Add guidelines for ORTModule (#13553)

### Add guidelines for ORTModule As title. Feel free to let me know if I missed something. ### Motivation and Context
2026-05-18 21:21:17 +00:00 · 2022-11-04 19:42:10 +08:00 · 2022-11-04 19:42:10 +08:00 · ab9ac2acc4
commit ab9ac2acc4
parent 433f262dd5
4 changed files with 250 additions and 18 deletions
--- a/docs/Memory_Optimizer.md
+++ b/docs/Memory_Optimizer.md
@ -2,25 +2,25 @@

 ## Introduction

-ONNX Runtime Training provides a capability trading node/subgraph recomputations for better memory efficiency.
-Specifically, a list of recomputable operators is pre-defined, with which memory optimizer graph transformer will iterate the graph to find all recomputable subgraph candidates.
+ONNX Runtime Training provides a capability trading node/subgraph re-computations for better memory efficiency.
+Specifically, a list of re-computable operators is pre-defined, with which memory optimizer graph transformer will iterate the graph to find all re-computable subgraph candidates.

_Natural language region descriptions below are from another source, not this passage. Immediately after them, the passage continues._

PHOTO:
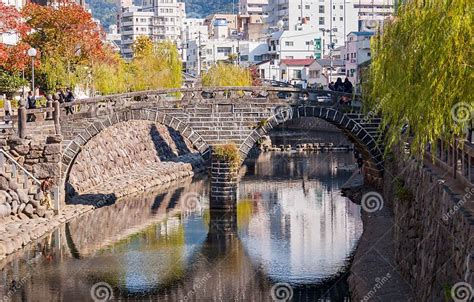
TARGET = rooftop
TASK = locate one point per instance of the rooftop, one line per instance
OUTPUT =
(297, 62)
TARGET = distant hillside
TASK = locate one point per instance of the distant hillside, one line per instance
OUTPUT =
(203, 8)
(104, 10)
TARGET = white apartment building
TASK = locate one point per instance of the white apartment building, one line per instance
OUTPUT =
(135, 23)
(169, 17)
(159, 20)
(334, 18)
(193, 29)
(357, 52)
(253, 7)
(11, 38)
(215, 51)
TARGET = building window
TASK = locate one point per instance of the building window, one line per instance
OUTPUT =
(297, 74)
(314, 74)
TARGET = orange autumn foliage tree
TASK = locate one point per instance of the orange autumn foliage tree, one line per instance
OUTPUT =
(13, 58)
(68, 40)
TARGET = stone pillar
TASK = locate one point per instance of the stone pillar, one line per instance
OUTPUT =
(56, 115)
(223, 185)
(49, 104)
(22, 119)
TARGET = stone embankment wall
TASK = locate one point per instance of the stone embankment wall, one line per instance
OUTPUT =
(434, 228)
(129, 151)
(20, 195)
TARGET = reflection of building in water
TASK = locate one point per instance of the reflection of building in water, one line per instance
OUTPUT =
(304, 231)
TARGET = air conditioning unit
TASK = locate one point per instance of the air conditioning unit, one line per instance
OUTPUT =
(370, 25)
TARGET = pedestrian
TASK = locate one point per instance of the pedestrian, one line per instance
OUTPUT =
(30, 104)
(69, 98)
(347, 86)
(61, 96)
(46, 186)
(339, 86)
(360, 163)
(331, 86)
(7, 106)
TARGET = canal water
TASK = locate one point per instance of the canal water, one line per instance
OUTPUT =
(292, 235)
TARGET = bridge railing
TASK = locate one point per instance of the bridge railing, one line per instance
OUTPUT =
(96, 106)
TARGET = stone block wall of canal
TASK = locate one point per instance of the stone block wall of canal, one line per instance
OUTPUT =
(433, 228)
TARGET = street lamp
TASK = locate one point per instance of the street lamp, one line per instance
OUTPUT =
(32, 53)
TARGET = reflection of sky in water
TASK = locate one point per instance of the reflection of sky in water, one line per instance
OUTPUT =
(300, 233)
(144, 267)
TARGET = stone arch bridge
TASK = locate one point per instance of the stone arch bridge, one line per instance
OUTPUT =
(206, 117)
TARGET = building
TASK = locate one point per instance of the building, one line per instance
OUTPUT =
(252, 27)
(169, 17)
(357, 52)
(253, 7)
(372, 13)
(334, 18)
(193, 29)
(137, 23)
(229, 20)
(11, 38)
(159, 20)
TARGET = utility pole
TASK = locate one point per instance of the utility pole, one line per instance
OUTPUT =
(199, 55)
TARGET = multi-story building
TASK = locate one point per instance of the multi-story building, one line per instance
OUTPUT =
(356, 52)
(137, 23)
(334, 18)
(169, 16)
(159, 20)
(214, 20)
(11, 38)
(253, 7)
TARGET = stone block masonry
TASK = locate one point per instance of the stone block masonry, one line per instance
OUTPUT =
(224, 177)
(131, 156)
(434, 228)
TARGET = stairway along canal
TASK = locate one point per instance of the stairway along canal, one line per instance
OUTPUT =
(292, 234)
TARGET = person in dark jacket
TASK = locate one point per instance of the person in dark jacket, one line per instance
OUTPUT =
(339, 86)
(69, 98)
(348, 86)
(30, 104)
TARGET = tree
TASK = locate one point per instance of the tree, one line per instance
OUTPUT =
(67, 38)
(421, 71)
(227, 75)
(13, 58)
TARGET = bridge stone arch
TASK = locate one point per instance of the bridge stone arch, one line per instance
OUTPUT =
(361, 129)
(78, 133)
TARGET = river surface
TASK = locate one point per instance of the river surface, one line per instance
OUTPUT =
(293, 234)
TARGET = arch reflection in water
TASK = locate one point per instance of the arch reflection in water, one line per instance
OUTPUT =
(146, 247)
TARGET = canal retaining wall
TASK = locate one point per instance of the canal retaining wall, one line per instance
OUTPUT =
(433, 228)
(132, 156)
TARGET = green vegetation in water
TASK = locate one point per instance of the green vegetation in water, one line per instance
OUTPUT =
(402, 193)
(421, 72)
(227, 153)
(227, 75)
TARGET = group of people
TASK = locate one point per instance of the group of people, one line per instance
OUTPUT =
(61, 96)
(341, 86)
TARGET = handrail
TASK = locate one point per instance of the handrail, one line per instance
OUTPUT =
(20, 166)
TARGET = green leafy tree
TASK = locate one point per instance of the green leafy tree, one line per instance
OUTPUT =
(227, 75)
(421, 71)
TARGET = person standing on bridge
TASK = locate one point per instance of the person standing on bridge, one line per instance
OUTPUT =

-When training with ORTModule, by default, the graph transformer will scan the execution graph to find all eligible subgraphs to recompute, along with sizes that can save. Users can pick up some of the subgraphs to enable them by environment variables.
+When training with `ORTModule`, by default, the graph transformer will scan the execution graph to find all eligible subgraphs to recompute, along with sizes that can be saved. Users can pick up some of the subgraphs to enable by environment variables.

 ## When memory optimizer can help?

 Classical scenarios include:

- ORTModule run a model with batch size B (for example 2^N), the memory bandwidth and compute are not fully saturated, while it hits OOM to run a bigger batch size (for example 2^(N+1)).
+- `ORTModule` runs a model with batch size B (for example 2^N), the memory bandwidth and compute are not fully saturated, while it hits OOM to run a bigger batch size (for example 2^(N+1)).

- For big models, ORTModule fails to run the minimum allowed batch size, so performance can be compromised for a successful run.
+- For big models, `ORTModule` fails to run the minimum allowed batch size, so performance can be compromised for a successful run.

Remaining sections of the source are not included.